Devletin kaderine terk ettiği doğu ve güneydoğu illerimizde Kürt kökenli vatandaşlarımızı kışkırtan, tehdit ve kandırmacalar ile kendi yanlarına çekmeye çalışan BDP’ yi susturamamak suça iştirak etmektir bence.
 Zira yenilir yutulur sözler değildir. Bunların tehditler arasında barış diye tutturdukları Türkiye’yi bölmek istemleridir.
Nitekim Kışanak ve diğer BDP liler Öcalan’ın görüşlerinin demokratik cumhuriyet ve ''Özerk Kürdistan'' projelerinin olduğunu açıkça söylemekten çekinmiyorlar. AKP Hükümetinin yapmış olduğu anlaşmalardan ötürü cesaretlenip artık tahammüllerimizi zorlayan bu kişilerin devleti yıkma isteklerine, bölücülük yapmalarına karşın hiçbir Cumhuriyet Savcısı dava açmıyor, açamıyor! Neden?
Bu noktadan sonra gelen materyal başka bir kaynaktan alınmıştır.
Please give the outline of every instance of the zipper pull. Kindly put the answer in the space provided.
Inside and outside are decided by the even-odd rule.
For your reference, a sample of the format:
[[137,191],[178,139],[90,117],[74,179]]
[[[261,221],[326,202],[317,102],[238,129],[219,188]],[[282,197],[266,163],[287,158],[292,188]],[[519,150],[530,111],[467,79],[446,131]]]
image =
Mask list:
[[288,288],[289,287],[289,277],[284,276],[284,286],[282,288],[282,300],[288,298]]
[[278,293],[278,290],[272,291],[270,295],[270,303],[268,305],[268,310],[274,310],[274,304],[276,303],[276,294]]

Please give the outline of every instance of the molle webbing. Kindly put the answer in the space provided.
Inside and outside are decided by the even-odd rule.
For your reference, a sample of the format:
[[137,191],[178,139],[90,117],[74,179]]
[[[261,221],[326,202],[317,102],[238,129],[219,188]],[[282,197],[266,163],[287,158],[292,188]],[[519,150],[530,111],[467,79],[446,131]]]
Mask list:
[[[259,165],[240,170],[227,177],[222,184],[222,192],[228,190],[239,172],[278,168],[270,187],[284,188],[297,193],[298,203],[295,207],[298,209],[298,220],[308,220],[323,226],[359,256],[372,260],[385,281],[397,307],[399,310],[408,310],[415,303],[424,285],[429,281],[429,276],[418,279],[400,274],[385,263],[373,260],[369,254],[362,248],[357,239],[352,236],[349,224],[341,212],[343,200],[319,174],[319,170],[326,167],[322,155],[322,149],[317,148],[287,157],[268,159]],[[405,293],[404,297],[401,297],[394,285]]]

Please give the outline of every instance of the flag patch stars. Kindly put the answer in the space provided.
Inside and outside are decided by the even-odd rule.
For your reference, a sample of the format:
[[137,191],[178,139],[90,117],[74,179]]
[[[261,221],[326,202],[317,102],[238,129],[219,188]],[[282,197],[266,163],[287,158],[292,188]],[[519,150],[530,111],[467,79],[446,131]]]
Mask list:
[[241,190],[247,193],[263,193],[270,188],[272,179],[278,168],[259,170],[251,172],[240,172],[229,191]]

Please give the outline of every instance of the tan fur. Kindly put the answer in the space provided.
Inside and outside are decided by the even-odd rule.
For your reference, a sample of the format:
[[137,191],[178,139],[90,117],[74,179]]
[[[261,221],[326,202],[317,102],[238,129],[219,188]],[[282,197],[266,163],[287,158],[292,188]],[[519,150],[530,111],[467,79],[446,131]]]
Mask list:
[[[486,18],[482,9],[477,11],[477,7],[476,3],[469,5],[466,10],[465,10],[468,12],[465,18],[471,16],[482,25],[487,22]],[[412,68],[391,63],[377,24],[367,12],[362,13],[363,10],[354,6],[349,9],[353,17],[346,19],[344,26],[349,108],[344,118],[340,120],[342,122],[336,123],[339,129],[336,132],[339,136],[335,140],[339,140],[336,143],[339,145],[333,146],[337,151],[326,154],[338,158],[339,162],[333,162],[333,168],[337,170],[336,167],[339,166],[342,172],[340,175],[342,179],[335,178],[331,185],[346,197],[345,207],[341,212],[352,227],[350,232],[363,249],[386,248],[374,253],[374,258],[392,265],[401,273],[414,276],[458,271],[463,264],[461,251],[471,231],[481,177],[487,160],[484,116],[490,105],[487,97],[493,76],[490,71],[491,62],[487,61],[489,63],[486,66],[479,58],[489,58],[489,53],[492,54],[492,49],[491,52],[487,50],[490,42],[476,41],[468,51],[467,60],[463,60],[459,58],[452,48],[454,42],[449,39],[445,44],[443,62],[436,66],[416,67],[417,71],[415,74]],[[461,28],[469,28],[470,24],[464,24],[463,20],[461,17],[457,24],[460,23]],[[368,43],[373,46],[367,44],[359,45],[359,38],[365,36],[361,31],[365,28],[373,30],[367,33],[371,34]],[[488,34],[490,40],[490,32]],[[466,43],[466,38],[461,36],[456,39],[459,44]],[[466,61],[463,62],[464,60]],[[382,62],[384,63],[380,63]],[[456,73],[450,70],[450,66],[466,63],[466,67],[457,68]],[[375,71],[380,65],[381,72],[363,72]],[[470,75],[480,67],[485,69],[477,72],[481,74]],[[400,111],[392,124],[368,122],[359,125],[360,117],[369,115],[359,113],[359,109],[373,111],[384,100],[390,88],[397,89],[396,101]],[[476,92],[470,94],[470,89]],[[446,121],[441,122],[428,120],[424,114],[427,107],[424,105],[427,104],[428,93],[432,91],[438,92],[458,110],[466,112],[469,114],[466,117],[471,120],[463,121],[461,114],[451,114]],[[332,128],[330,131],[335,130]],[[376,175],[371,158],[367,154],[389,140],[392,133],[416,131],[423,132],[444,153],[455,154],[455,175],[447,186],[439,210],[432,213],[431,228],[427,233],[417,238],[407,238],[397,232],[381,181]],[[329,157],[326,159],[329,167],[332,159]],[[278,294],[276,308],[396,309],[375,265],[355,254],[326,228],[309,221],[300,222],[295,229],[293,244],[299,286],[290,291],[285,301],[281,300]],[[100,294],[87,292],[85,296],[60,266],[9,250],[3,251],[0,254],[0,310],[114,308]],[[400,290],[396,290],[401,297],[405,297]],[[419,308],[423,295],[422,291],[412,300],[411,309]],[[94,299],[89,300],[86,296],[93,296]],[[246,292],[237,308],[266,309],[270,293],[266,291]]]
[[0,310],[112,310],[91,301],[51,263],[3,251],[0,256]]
Bölücüler cezalarını çekmelidirler. Öte yandan hayali bir darbe için insanları Silivri’de, Hasdal’da başka bir hapishanede tutacaksın ama bunlara gelince resmen tolerans tanıyacaksın.
Yukarıda da dediğim gibi bölücülere cesaret veren anlaşmalar yüzünden şimdi AKP nin eli kolu bağlanmış durumdadır.
                                                 ****
AKP Anayasası
Başbakan Erdoğan’ın yapmak istediği anayasa hem başkanlık sistemini getirecek hem de bu bölücülere istediklerini verecek.
AKP ‘in 2011 Haziran seçimlerinde kazandığı takdirde Anayasa’da “Türklük” tanımını kaldıracağı PKK, BDP’in görüşlerine yer veren bir Anayasa yapacağı belliydi zaten.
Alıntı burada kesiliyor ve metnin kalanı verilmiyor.